Meditation is that which gives you deep rest. Meditation is an activity in which the practitioner just sits and allows the mind to dissolve. In Art of Living, meditation is a simplified activity which can easily be practiced by all. Meditation is not concentration. It is de-concentration, says its founder, Sri Si Ravi Shankar.
The rest in meditation is deeper than the deepest sleep that you can ever have. When the mind becomes free from agitation, is calm and serene and at peace, meditation happens.

A team of researchers has shed some light on how meditation actually affects your brain.

Researchers from the Norwegian University of Science and Technology (NTNU), the University of Oslo and the University of Sydney determined how the brain works during different types of meditation.

Meditation technique is divided into two main groups. One type is concentrative meditation, where you focus attention on your breathing or on specific thoughts, and in doing so, suppresses other thoughts.

The other type called nondirective meditation, where you effortlessly focus on your breathing or on a meditation sound, but beyond that the mind is allowed to wander as it pleases. Although, according to the team, the research has revealed very little about which technique is the best, or better, it still provides food for thought about the increasingly popular concept of meditation.

Fourteen people, who had extensive experience with the Norwegian technique Acem meditation, were tested in an MRI machine, reported Royal Norwegian Embassy in New Dekhi. In addition to simple resting, they undertook two different mental meditation activities, nondirective meditation and a more concentrative meditation task.

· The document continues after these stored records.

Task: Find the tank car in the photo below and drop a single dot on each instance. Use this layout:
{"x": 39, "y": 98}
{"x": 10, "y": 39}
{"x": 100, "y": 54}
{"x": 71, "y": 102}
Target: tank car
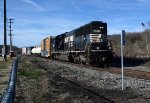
{"x": 86, "y": 44}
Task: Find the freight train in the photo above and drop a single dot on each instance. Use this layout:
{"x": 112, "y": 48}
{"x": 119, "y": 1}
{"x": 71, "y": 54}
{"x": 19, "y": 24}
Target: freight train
{"x": 86, "y": 44}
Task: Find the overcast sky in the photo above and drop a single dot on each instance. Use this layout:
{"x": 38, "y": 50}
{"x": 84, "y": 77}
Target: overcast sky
{"x": 37, "y": 19}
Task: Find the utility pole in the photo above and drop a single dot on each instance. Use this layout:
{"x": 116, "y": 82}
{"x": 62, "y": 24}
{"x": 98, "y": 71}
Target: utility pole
{"x": 10, "y": 21}
{"x": 5, "y": 36}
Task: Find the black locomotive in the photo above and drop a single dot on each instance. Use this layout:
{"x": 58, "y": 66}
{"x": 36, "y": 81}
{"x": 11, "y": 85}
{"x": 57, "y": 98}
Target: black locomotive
{"x": 86, "y": 44}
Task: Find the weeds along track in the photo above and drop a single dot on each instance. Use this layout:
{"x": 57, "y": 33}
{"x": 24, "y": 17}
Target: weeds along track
{"x": 83, "y": 87}
{"x": 127, "y": 72}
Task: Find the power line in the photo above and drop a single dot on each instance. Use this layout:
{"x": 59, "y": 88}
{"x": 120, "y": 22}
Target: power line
{"x": 5, "y": 36}
{"x": 10, "y": 22}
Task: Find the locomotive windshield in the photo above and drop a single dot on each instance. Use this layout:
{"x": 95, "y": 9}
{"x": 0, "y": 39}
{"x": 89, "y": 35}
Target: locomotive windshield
{"x": 99, "y": 46}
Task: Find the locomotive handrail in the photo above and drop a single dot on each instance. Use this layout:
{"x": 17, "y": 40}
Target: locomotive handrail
{"x": 9, "y": 95}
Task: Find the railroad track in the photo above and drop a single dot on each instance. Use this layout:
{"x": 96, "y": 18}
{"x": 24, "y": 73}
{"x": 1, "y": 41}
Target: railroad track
{"x": 127, "y": 72}
{"x": 102, "y": 98}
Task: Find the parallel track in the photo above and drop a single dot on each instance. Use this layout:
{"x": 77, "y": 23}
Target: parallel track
{"x": 127, "y": 72}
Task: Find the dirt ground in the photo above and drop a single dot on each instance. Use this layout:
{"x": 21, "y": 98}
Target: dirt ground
{"x": 44, "y": 84}
{"x": 36, "y": 85}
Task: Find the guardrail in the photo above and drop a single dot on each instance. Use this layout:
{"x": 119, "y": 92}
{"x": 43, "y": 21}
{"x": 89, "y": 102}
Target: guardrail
{"x": 9, "y": 95}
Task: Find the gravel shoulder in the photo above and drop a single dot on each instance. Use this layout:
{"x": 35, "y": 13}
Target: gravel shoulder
{"x": 50, "y": 85}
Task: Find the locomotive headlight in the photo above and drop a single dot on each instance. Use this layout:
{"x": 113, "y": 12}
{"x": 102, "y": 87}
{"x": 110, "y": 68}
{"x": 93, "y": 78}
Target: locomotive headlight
{"x": 101, "y": 27}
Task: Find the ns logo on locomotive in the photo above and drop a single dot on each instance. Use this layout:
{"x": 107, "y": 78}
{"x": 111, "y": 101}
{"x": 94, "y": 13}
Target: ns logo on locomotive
{"x": 86, "y": 44}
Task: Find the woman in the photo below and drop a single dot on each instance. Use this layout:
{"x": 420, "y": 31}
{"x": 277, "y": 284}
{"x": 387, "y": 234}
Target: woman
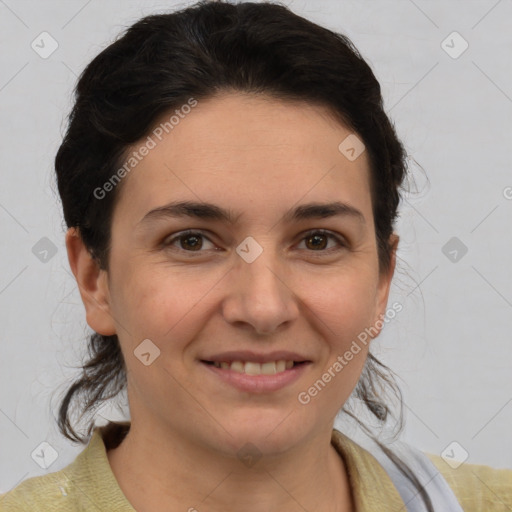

Nondirective meditation led to higher activity than during rest in the part of the brain dedicated to processing self-related thoughts and feelings. When test subjects performed concentrative meditation, the activity in this part of the brain was almost the same as when they were just resting.

“I was surprised that the activity of the brain was greatest when the person’s thoughts wandered freely on their own, rather than when the brain worked to be more strongly focused,” said researcher Jian Xu, adding “When the subjects stopped doing a specific task and were not really doing anything special, there was an increase in activity in the area of the brain where we process thoughts and feelings. It is described as a kind of resting network. And it was this area that was most active during nondirective meditation.”

Co-author Svend Davanger said that the study indicates that nondirective meditation allows for more room to process memories and emotions than during concentrated meditation.